Refinery poser after mine collapses

HARARE - Zimbabwe's plans to set up a platinum metal refinery could be delayed following the indefinite closure of Zimplats’ Bimha Mine, which collapsed last month putting a dent on the country’s beneficiation plans.

Government last year gave the country’s three platinum miners Zimplats, Mimosa and Unki a two-year ultimatum to start processing platinum group metals locally, amid concerns that it could be losing millions of dollars in potential revenue by exporting unprocessed minerals.

Information gathered by the Daily News shows that a refinery requires a feeder of 500 000 ounces of platinum per annum to be viable. However, the three platinum miners produced a combined 430 000 ounces in 2013, up from 340 000 the previous year.

In its 2014 financial year, Zimplats produced 240 000 platinum ounces, while Anglo Platinum’s Unki Mine produced 63 000 ounces and Mimosa 130 000 ounces of the precious metal.

While the three top platinum producers had plans to ramp up production to surpass the 500 000 ounces, the closure of Bimha mine would see Zimplats lose as much as 70 000 platinum ounces in the year through June 2015, or 4,4 percent of output in the 2013 fiscal period.
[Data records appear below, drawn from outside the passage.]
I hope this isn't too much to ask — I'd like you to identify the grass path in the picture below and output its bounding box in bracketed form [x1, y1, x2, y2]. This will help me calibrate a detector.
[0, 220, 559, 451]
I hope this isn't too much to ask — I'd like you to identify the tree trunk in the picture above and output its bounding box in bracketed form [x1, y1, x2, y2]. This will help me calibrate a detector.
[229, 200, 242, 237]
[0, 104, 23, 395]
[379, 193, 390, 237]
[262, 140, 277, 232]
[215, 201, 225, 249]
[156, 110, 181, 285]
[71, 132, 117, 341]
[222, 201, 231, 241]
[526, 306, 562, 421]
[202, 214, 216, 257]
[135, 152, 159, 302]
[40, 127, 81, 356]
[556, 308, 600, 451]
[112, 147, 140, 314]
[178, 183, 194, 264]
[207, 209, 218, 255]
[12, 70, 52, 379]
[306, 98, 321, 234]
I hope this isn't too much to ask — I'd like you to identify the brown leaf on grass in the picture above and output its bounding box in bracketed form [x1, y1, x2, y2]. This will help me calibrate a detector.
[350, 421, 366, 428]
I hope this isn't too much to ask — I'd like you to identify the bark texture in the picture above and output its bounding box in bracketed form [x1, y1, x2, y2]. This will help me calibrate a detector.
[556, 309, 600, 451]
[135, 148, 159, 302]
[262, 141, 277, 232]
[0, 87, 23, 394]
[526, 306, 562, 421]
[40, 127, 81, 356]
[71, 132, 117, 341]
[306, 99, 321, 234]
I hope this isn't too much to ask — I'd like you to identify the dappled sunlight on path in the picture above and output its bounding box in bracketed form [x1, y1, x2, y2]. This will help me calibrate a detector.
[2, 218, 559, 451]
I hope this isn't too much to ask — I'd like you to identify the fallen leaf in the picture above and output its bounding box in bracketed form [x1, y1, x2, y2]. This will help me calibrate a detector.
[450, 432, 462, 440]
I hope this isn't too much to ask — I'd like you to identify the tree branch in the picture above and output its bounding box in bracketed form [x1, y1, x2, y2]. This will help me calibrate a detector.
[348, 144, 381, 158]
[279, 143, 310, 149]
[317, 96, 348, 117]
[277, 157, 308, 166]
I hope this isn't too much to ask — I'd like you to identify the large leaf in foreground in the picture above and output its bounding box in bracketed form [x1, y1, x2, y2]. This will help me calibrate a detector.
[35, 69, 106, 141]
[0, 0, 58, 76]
The projected reduction in production, which is expected to cost the Australian listed miner over $100 million in revenue, will negatively impact on its plans to rump up production required to sustain a refinery.

Economist Christopher Mugaga said government should take into consideration various factors affecting the economy before issuing deadlines to companies.

“I am sure by issuing the deadline, the government was driving to push its beneficiation policy in-line with its ZimAsset blue print and there is nothing strange and wrong about it.

“However, such deadlines and policies also have to take other into consideration, such as the current harsh business environment.

“They (government) have to be balance between wishes and the ability of business to meet them,” he said, adding that ultimatums work in a thriving environment.

Mugaga noted that issues of power and water, which are in short supply, were critical for businesses to thrive.

“A refinery is a capital intensive project which requires a lot of investment and policies such as

indigenisation don’t make it easy. The solution lies in government shifting its policy, in-line with the economic outlook of the country,” he said.

As a stop-gap measure, the Ngezi-based miner has settled to refurbish an existing refinery, set up by BHP at a cost of $100 million according to Implats’ latest results.

On the other hand, London listed resources group, Mwana Africa has hinted on plans to alter its nickel smelter to cater for platinum metals, with struggling RioZim also joining the fray with its Empress Nickel refinery.

Another economist Eric Bloch said the establishment of a refinery was a good initiative which would allow the country to get maximum benefit from its primary products.

“Economically it will allow for miners to get a better price for their metals, generate employment and set an example to other industries the timber industry in Bulawayo where 80 percent of their timber is exported unprocessed,” he said.

Bloch noted that while there are challenges to do with energy “but by the time the refinery is completed in terms of equipment, the current power upgrades being initiated by government will be complete”.

Zimbabwe’s power situation, where it has a generation capacity of 1 320 megawatts against a demand of 2 200MW, poses a challenge for a smelter which requires high volumes of power.